Two months ago my friend Ann started to feel pain in her foot. It wasn’t uncommon. A car had hit her several years ago. The resulting injuries had left her open to a variety of debilitating infections. But when the pain continued, climbing up her leg she knew it was time to go to the emergency room. It was there she got the news. This kind of infection couldn’t be cured. The surgeon would need to amputate her leg, just below the knee.
Ann was frightened. We were all frightened. There was barely time to grieve before the surgery.
Ann is a woman of great faith. And one way she deepens that faith is by coming to church each morning for prayer. Cullen, my friend and colleague, started this practice last year. Each day at 7:30 in the morning a little band gathers in the sanctuary to pray. Sometimes the woman who works at the bank across the street stops in, and a few times a month we are joined by the guys who call our church property their home.
But Alberto comes almost every morning. We met him last year when he came to the church looking to see if we had any work for him to do. Alberto’s only language is Spanish, so most of us get by with our pathetic high school language skills. Alberto is patient with us.
Sometimes morning prayer is small, just Alberto, Ann, and Cullen, a little trinity in themselves, hands held together as they close in the Lord’s Prayer, Alberto in Spanish and Ann and Cullen reciting the words in English.
When Alberto heard from Cullen what had happened to Ann, why she wasn’t at morning prayer, he was frantic. “Hospital.” He told Cullen. “Hoy.” Today we’re going to the hospital. We have to see her. Cullen did his best to communicate bus routes and room numbers, not quite sure the information he was giving was accurate or communicated correctly.
Cullen showed up on time, hurrying from one meeting towards the hospital elevator, not fully expecting that Alberto would have the time or energy to navigate an hour of buses or the vast Duke Hospital system. Cullen pushed the button for the sixth floor and as the door were about to close a hand stopped them. As the doors widened again there stood Alberto. “Muy rapido,” he scolded Cullen as they rode the elevator to Ann’s room.
The three of them sat together. As Ann shared her insights into what God was teaching her about pain and disability, Alberto nodded gently, affirming the sound of Ann’s voice. They stayed for an hour. Alberto brought Ann a Spanish version of the Bible. Towards the end they took hands, as they had so many mornings, and prayed the prayer Jesus taught us, in Spanish and in English.

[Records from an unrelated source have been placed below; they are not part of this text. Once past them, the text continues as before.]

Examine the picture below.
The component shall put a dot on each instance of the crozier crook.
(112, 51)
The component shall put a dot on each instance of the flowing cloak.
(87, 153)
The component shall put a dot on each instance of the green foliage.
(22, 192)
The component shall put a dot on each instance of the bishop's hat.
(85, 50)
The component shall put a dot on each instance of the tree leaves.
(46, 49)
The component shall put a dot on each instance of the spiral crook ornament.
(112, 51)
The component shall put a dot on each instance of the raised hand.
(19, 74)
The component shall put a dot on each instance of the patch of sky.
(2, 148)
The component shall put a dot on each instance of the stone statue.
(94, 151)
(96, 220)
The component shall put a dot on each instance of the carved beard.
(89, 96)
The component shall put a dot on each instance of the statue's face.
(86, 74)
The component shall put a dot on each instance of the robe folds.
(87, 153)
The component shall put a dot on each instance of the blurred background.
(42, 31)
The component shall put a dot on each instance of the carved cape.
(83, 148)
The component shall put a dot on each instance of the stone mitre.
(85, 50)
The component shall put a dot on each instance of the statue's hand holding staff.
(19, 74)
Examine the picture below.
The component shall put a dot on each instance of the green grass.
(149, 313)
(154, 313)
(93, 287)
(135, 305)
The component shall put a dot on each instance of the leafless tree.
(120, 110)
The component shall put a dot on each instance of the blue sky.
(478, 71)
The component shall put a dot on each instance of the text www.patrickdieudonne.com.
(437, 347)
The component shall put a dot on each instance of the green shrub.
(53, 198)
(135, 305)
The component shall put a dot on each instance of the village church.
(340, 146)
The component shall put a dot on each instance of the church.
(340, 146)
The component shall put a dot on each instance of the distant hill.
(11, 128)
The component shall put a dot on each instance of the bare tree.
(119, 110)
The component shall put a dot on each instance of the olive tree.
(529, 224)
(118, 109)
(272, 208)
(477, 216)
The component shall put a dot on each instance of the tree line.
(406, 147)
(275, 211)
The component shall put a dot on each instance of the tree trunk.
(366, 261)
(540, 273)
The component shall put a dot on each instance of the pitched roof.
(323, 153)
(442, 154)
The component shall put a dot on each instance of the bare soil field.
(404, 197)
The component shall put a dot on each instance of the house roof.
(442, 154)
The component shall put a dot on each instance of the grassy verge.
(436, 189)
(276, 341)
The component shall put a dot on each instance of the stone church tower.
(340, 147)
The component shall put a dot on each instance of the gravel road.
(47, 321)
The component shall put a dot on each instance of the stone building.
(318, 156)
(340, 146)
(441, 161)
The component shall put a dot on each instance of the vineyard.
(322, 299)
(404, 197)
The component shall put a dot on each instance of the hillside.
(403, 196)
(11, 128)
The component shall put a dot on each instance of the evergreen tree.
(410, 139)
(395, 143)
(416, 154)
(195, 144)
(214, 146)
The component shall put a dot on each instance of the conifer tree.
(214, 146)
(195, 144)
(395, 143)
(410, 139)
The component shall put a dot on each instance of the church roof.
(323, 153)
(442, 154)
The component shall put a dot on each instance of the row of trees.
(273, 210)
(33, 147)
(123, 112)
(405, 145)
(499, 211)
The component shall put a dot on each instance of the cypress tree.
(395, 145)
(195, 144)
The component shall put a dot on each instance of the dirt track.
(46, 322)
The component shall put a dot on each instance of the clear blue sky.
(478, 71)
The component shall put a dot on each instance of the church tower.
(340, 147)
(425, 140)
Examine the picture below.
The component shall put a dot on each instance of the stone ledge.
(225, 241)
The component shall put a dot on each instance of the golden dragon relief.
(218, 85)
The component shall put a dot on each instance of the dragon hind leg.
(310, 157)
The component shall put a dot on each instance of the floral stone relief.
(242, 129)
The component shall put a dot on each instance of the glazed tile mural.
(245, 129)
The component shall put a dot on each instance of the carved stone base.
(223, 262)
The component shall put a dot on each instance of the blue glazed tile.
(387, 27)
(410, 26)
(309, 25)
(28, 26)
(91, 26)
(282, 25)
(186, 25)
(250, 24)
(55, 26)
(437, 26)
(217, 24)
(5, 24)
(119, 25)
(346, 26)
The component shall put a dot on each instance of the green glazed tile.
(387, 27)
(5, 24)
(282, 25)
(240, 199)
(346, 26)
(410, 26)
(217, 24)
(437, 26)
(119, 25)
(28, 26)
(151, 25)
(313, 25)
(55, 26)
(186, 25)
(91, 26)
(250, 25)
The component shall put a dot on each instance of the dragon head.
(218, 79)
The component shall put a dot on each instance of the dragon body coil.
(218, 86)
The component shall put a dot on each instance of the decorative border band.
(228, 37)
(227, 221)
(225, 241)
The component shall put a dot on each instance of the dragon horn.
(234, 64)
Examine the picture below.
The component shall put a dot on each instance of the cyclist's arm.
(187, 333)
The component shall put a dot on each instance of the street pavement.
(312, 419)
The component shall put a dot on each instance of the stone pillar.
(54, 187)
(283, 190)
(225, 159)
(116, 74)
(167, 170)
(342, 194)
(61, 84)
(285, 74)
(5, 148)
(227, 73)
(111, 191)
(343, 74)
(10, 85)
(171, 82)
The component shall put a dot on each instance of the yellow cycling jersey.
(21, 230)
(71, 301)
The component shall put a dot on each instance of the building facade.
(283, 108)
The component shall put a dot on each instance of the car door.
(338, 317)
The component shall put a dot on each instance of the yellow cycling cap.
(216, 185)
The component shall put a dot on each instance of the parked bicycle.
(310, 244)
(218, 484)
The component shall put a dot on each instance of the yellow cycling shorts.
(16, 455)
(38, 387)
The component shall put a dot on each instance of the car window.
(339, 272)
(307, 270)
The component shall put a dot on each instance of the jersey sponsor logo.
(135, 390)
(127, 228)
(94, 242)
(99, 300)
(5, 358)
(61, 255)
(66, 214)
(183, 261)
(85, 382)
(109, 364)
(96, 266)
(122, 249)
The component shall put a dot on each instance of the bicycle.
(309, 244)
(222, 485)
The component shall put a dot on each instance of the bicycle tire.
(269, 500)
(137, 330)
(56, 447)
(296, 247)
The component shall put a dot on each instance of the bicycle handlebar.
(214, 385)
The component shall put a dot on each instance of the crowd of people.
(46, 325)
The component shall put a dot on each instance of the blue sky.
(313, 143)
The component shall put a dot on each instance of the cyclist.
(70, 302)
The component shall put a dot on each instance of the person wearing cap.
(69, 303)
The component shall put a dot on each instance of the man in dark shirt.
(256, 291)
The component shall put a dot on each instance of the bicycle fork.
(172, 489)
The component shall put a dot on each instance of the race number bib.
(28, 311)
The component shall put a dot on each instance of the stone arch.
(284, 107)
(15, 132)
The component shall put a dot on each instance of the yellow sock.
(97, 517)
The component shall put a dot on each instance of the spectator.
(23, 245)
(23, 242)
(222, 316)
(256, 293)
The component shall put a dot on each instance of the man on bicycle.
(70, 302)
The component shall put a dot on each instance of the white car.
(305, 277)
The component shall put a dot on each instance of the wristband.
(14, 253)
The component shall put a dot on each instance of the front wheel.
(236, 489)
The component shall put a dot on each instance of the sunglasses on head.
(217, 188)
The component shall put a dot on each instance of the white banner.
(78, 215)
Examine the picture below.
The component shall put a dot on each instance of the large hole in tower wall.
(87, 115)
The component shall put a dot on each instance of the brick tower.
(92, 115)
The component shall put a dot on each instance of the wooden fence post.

And God is like this, too. One body but different, speaking a common language of prayer but in different tongues. God is like this, bearing gifts in God’s self, gifts of presence and prayer. God is a body that is broken but also whole, a body made of strong parts and weak parts, bearing scars, all bearing together. God is like this, always returning to one, always returning us to oneness. God is like this, a relation of love, a being that cannot be without all it’s parts, a shared life bound up in love.
We don’t get this from metaphor, or from charts or graphs. We know God in our lives, in the times where we are drawn into the love of the Father, Son, and Holy Spirit. We encounter the Trinity when we are drawn into the lives of others, when we are surprised by the life of another, surprised by God’s abundance, surprised to see our lives reflected back in a community like this one, a community bound to God’s life, woven in to one another.
This is why heresy is so destructive, and has been so devastating to the church in the course of our history. God is mysterious, ever opening us to new possibilities, new surprises, new laughter. And people are like that, too. God is a relationship of constant unveiling, just as we are constantly opening ourselves up to friendship, to being surprised by the stranger who finds her way to our door. We can’t clear up the mystery of one another. When we do, we’re committing the heresy of certainty, certain that this person is too different, too strange, too dissimilar to be mine. The Trinity welcomes us into the strangeness of one another, letting the other be strange and still be ours.
What a mystery. What a mysterious, wonderful gift.